As the point guard for WC, LaShanda fights through traps and presses on a regular basis, but fighting through the feeling eating her up inside was tougher than any defense.
Jamarcus is her shadow, even though the two are not brother and sister biologically. He was born to a cousin who was planning to give him up for adoption. But Martha stepped in and adopted the baby into her family, which had three children already.
From day one, LaShanda and Jamarcus have been inseparable. He hangs on her hip, and sometimes plays team manager, folding warmup suits at the end of the bench. He’s always playing cheerleader.
School had just started when the accident happened. It took a while for LaShanda to realize it was an accident.
“At first, I was blaming myself, saying it was all my fault,” LaShanda said. “I had a lot of flashbacks. A lot of thoughts about how I could have prevented it from happening.”
At the time, the Lady Vikes’ softball team was playing and LaShanda was starting, but thoughts of her brother never went away.

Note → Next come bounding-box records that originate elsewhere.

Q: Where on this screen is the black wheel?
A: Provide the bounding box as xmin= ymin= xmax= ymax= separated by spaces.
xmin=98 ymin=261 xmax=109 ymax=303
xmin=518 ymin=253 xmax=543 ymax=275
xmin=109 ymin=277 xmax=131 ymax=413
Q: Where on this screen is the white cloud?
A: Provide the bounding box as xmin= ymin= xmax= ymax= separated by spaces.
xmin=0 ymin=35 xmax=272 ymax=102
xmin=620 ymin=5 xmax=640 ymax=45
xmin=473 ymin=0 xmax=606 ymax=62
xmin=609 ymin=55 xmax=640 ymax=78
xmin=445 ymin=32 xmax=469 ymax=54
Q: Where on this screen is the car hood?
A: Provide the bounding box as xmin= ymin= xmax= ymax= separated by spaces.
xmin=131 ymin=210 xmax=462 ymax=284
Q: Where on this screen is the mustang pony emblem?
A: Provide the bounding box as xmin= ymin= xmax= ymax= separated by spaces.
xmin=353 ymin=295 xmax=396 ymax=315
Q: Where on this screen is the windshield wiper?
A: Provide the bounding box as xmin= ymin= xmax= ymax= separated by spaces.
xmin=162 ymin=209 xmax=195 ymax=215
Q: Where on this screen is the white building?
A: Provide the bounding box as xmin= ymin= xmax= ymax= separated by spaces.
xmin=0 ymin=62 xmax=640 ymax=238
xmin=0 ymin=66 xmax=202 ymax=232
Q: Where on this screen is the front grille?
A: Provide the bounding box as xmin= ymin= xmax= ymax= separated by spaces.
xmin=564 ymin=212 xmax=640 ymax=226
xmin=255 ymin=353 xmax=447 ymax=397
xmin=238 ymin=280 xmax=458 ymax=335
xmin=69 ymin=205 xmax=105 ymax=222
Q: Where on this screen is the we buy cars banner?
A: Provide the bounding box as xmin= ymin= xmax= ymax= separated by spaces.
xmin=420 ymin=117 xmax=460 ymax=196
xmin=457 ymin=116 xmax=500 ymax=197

“I was so used to seeing him around and now they said he might be up there six weeks,” LaShanda said. “He was so far away and I couldn’t go see him when I wanted to.”
With Martha in Greenville, LaShanda spent many nights with Jennifer Wilkerson, the Lady Vikes’ assistant basketball coach. It was Wilkerson who put an end to thoughts of guilt LaShanda was feeling.
Calvin also took a lot of the blame.
“I had to look over the situation and realize that it was an accident,” Calvin said. “It was something that if it was meant to happen, it was gonna happen. I realized it wasn’t my fault.”